Bosch Rexroth
Industry 1.0 meets Industry 4.0
What does a lathe from the year 1887 have to do with a high-tech industrial automation show like SPS IPC Drives? The Bosch Rexroth booth presented the answer.
It is 129 years old, pedal-operated, and an outstanding example of Industry 1.0 – the cast-iron lathe weighing 300 kg that Rexroth has brought along to Nuremberg for this year‘s show. In those days it cost 507 marks, the equivalent of 30,000 euros or more today. In other words: “Machines were already a big investment in those days, and still are“, says Dr Steffen Haack of the Bosch Rexroth executive, adding, “Consequently we must make as efficient use of them as possible. Networking with other machines and higher-level systems supports us decisively in doing that.“
But many machines in trade and industry still have no Industry 4.0 tie-up. They lack things like sensors, software or connection to corporate IT systems, and thus essential requirements for networked manufacturing. In Germany alone, reckons Haack, it concerns some tens of million machines. In part as a retrofit solution Rexroth has thus developed its own IoT gateway, presented at SPS IPC Drives for the first time, and catapulting the lathe into the age of Industry 4.0.
The hardware of this IoT gateway, consisting of an IndraControl XM, is IP20 graded for control cabinet installation. The software running on this is based on the Linux operating system. With the integrated Java virtual machine, Java-based applications and corresponding cloud services are developed through an OSGi framework. Different Java apps for typical application scenarios are provided by the IoT gateway for fast implementation. A web-based dashboard gives the user a detailed overview of collected data of the devices app in realtime. Sensor and process values can then be readied in the processing app and forwarded to different IoT services for data capture and analysis. The supported sensor spectrum ranges from digital and analog interfaces based on the scaled I/O portfolio IndraControl S20 through Bluetooth low energy to USB and RFID.

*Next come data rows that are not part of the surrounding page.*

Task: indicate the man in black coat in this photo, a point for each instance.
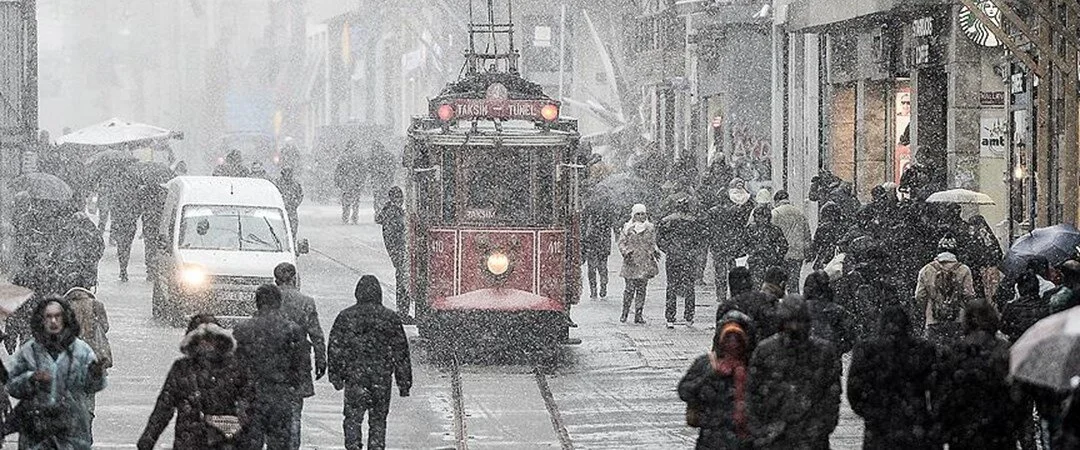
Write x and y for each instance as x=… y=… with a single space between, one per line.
x=794 y=384
x=392 y=219
x=757 y=304
x=889 y=381
x=678 y=237
x=292 y=193
x=300 y=309
x=367 y=348
x=975 y=405
x=274 y=352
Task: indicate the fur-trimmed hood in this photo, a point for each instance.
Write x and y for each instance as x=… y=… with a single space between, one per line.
x=224 y=341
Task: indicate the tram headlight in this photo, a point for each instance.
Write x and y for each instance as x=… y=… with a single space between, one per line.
x=550 y=112
x=445 y=112
x=498 y=263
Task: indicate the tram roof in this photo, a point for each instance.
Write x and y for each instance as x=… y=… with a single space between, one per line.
x=514 y=133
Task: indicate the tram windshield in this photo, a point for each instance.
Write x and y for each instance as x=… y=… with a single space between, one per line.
x=505 y=186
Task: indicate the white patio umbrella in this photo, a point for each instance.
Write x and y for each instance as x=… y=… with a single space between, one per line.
x=118 y=131
x=960 y=196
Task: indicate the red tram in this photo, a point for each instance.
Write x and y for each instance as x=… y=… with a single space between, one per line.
x=494 y=208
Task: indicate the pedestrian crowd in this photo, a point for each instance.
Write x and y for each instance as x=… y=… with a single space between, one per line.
x=914 y=294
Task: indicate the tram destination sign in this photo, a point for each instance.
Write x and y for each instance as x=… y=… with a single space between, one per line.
x=487 y=108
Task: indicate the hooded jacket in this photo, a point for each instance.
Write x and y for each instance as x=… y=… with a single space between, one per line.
x=207 y=382
x=794 y=385
x=367 y=343
x=888 y=384
x=716 y=390
x=926 y=291
x=796 y=229
x=72 y=384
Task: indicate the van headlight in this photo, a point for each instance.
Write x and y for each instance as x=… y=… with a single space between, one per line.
x=193 y=276
x=498 y=263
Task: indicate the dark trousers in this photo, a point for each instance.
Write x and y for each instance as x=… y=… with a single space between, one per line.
x=596 y=267
x=124 y=239
x=401 y=278
x=350 y=206
x=634 y=294
x=680 y=277
x=374 y=401
x=794 y=269
x=723 y=263
x=295 y=430
x=273 y=418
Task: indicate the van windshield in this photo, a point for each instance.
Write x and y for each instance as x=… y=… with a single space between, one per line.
x=233 y=228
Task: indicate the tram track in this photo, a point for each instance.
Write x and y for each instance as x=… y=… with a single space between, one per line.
x=461 y=414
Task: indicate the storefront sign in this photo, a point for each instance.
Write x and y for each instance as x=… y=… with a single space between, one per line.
x=975 y=29
x=991 y=135
x=991 y=99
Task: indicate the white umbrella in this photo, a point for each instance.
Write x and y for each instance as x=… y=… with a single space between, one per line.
x=118 y=131
x=960 y=196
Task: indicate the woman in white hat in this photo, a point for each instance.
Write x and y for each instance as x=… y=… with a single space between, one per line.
x=638 y=246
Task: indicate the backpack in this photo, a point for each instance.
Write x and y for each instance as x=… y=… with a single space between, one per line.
x=949 y=295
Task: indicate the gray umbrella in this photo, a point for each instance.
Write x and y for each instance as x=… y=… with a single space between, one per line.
x=41 y=186
x=1049 y=353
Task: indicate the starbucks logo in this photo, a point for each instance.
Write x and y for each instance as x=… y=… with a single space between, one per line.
x=975 y=29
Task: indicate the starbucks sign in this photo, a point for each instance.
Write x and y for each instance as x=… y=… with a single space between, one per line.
x=975 y=29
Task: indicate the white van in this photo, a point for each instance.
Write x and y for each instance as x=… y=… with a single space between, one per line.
x=223 y=237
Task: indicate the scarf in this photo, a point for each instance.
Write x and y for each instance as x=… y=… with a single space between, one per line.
x=734 y=367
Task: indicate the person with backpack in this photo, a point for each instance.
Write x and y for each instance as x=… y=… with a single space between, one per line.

At the Hanover Fair Rexroth already presented the WebConnector, a further component for linking automation to the IoT. Asked about the difference from the IoT gateway, Haack answers: “WebConnector focuses on web-based visualization of a machine. But the IoT gateway serves as a plug&play solution for simple capture of process variables and parameters of a machine in realtime to forward them to higher-level systems for analysis.“
The new IoT gateway comes both standalone and as part of a customized i4.0 upgrade kit from Bosch Rexroth including, for example, extra IoT-based solutions of Bosch Software Innovations, like the production performance manager. The software collects the information in a visualization, and forwards specified events to defined persons. Communication can also work by the machine language PPMP (production performance management protocol) recently presented by Bosch. This protocol, linking machines to corporate IT, concentrates on the essential content of a message without unnecessarily increasing complexity of implementation. “Publishing code through Eclipse makes things transparent, characteristics that count, what data make sense in use for networking,“ explains Haack.